[Re-cap]:
I sighed, taking a seat on the bench beside the Wells, preparing to wait for my personal Angel and my very own Devil to finish playing baseball.
***
Adam and Angel were great together. It absolutely floored me the easy way that Adam was able to drop the arrogant attitude and laugh with a kid. And not just any kid, but Jaime – my Angel – who was thin, and scarred, and trapped in a wheelchair.
For the first five minutes of their game, I stared at the both of them as they laughed. Adam’s deep baritone and Angel’s childish laughter of delight made me feel as though I could listen to them forever. I watched now as Jaime, giggling too hard to throw properly, chucked the ball in the exact opposite direction of where Adam was standing. Adam’s expression made even me laugh out loud, as Jaime bent over in his wheelchair, helpless with laughter.
It startled me when I heard a decisive sniff from beside me. I had completely forgotten that the Wells were sitting on the same bench, and most likely less than happy with me since I was with Angel and without the eight hundred bucks.
Sheepishly, I glanced at Mrs. Wells and saw that her lips were compressed into a thin, tight line of disapproval as she watched Adam and Angel in the field.
“He’s too weak for this kind of exertion,” she said abruptly.
Surprised, I turned to her. “No, he’s not,” I said stubbornly. “He’s a kid; he needs fun. It’ll do him more good to be laughing and playing, than sitting piled under blankets in that wheelchair.”
Mrs. Wells turned to glare at me. “You have no idea what’s good for him, and yet you insist on pretending to care for him,” she spat venomously. “Most whores like you would have given up on the act years ago, and it’s disgusting how you keep coming back.”
I gaped at her sudden outburst of words, speechless. Beside Mrs. Wells, her husband shifted uncomfortably, but didn’t contradict her.
I finally found my voice. “Excuse me?” I demanded in disbelief. “What did you just call me?”
Eyes wide, I continued staring as the thin, angular woman glowered at me, nostrils flared. “You heard me. You’re a whore, and your money is dirty. If the treatments weren’t so costly, we would have forbidden you from every coming near our home long ago.”
At that, she seemed to catch herself, and now both of us stared at each other with wide eyes.
“What did you just say?” I repeated, and Mrs. Wells clapped a hand over her mouth and glanced nervously at her husband.
He finally looked at me, but couldn’t quite meet my eyes, like I was something dirty. “Your mother told us what you were,” he said gruffly, now staring intently at Angel hanging out of his wheelchair, trying to grab the baseball lying in the grass. “She told us what you started doing when you ran away from home, and where you got your money from. Naturally, my wife and I didn’t think you were a good influence on Jaime. But he seemed happy to see you, and we needed money, so we allowed your visits.”
A sudden, burning hurt lanced through me. The hurt went deep. “My – mother told you that?” I gasped, traitorous tears pooling in my eyes. “That I’m a- a-” I couldn’t even say the word.

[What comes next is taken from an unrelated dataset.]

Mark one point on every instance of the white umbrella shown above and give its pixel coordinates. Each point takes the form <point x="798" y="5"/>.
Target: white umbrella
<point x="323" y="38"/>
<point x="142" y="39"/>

I’d been called it many times over the past years, and sometimes even worse things. But if there had been one person in the world who I would’ve thought would never see me that way, it had been my mother. But apparently, the hatred had gone too deep for her to see past everything and continue to love me. Apparently, I had stopped being a daughter in her eyes after the accident, and she couldn’t bring herself to forgive me for being alive.